Second, economically we need to be stronger consumers if we believe in supporting the health of the broader human condition.

For example:

  • If we purchase products because they are cheap, even though we know they were created using inhumane practices, we support Greed. Or perhaps we’re enrolling our children in programs knowing that the leaders are required to take on a liability that we would never take on ourselves. This is problematic because the quality of life of another human is not rightfully ours to take. You’re either part of the problem, or part of the solution. As long as there’s a market for products provided with unethical practices, there’s no need for those in charge to change the production model. (Practices can be unethical, even if they are legal.)
  • Perhaps we buy single-use plastic products like bottled water even though we know that plastics stay in the environment on a floating island of trash far beyond our own lifetimes. In that small choice we are prioritizing our own momentary convenience over the reality of a healthy future for our children. The environment of the future is not ours to take or destroy with our actions today. We are either a part of the problem or a part of the solution. As a response to a conviction about our own plastic use, this summer I’ve transitioned away from using plastic shopping bags, even produce bags. I feel like a complete kook, but I want to be intentional in my actions, even if they cause me to be inconvenienced.

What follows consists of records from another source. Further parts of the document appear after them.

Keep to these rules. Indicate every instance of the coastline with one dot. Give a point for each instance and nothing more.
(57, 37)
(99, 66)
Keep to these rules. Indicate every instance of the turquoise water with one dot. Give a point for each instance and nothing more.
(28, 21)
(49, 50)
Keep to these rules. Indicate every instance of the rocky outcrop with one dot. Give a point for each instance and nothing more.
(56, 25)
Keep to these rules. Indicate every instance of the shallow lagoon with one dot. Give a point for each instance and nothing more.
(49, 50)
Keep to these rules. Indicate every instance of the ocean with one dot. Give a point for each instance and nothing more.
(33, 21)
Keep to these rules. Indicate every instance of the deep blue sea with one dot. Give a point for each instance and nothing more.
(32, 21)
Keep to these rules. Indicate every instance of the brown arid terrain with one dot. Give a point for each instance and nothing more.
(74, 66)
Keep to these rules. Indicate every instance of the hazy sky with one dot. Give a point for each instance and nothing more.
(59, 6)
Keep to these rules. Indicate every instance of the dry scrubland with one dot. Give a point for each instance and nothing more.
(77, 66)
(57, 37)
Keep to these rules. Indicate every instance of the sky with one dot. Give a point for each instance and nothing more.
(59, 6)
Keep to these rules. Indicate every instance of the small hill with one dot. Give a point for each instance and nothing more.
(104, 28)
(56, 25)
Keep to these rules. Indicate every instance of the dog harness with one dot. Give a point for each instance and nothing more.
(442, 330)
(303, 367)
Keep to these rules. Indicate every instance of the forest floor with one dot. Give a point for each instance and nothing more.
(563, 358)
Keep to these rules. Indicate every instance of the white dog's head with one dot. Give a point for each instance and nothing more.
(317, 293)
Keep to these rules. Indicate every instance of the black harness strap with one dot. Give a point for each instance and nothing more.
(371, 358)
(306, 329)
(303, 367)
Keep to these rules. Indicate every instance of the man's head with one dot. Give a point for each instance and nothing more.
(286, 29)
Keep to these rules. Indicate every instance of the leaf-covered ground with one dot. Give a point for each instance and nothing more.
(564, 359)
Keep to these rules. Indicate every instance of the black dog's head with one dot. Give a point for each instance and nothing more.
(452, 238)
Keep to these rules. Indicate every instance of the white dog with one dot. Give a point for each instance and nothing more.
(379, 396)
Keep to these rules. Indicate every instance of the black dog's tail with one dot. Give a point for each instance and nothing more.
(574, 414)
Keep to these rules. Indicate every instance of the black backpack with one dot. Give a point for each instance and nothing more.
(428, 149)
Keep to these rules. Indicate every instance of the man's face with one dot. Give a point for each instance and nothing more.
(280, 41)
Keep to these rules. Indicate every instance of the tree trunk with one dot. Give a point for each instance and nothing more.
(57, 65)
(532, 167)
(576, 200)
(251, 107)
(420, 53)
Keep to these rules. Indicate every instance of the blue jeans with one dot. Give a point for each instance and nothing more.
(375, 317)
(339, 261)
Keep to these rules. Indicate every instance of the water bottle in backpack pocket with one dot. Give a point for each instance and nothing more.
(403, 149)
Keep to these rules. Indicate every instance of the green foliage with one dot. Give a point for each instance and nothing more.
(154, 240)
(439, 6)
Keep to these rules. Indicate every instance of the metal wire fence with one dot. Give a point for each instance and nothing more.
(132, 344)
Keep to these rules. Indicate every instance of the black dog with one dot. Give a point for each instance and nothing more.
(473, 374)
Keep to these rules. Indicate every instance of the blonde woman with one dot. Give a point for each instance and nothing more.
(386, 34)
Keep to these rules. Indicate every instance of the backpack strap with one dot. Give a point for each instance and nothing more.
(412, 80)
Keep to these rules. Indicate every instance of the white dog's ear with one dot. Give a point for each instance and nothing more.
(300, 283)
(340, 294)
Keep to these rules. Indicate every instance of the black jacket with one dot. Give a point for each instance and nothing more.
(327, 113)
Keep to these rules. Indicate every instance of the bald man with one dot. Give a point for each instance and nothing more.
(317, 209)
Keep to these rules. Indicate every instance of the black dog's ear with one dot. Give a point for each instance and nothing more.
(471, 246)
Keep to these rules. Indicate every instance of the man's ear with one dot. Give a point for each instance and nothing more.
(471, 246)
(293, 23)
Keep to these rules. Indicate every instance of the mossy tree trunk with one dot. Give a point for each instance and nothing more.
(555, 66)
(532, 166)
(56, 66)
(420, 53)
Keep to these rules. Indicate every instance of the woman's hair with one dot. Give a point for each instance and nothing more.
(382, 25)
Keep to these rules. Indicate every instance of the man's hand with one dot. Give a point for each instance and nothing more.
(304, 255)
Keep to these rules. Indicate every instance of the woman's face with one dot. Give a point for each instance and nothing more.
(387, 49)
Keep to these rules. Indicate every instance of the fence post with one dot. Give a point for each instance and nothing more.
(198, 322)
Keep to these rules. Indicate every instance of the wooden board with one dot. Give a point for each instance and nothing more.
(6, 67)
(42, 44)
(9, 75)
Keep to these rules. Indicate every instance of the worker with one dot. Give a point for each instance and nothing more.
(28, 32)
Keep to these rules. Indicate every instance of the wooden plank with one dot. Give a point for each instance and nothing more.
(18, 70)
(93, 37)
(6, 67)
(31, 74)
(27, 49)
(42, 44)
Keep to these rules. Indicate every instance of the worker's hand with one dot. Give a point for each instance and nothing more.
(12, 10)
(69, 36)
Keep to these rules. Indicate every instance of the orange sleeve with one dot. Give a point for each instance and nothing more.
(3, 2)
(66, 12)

Secondly, the sum of individual, daily actions, make up the life of integrity and a life of integrity is also in our self-interest. I have a material self-interest in my grandchildren having a world where they can swim in non-polluted oceans. You have a self-interest in your reputation and providing for your family.

Self-interest is not a problem. Small choices have long term consequences.

Our goal should be to honor, not manipulate others, through our self-interest. In honoring ourselves we have the confidence to provide a service that will be beneficial to the population at large.

And that’s all I have to say about that. Thanks for sticking with me to the end, even if it’s boring!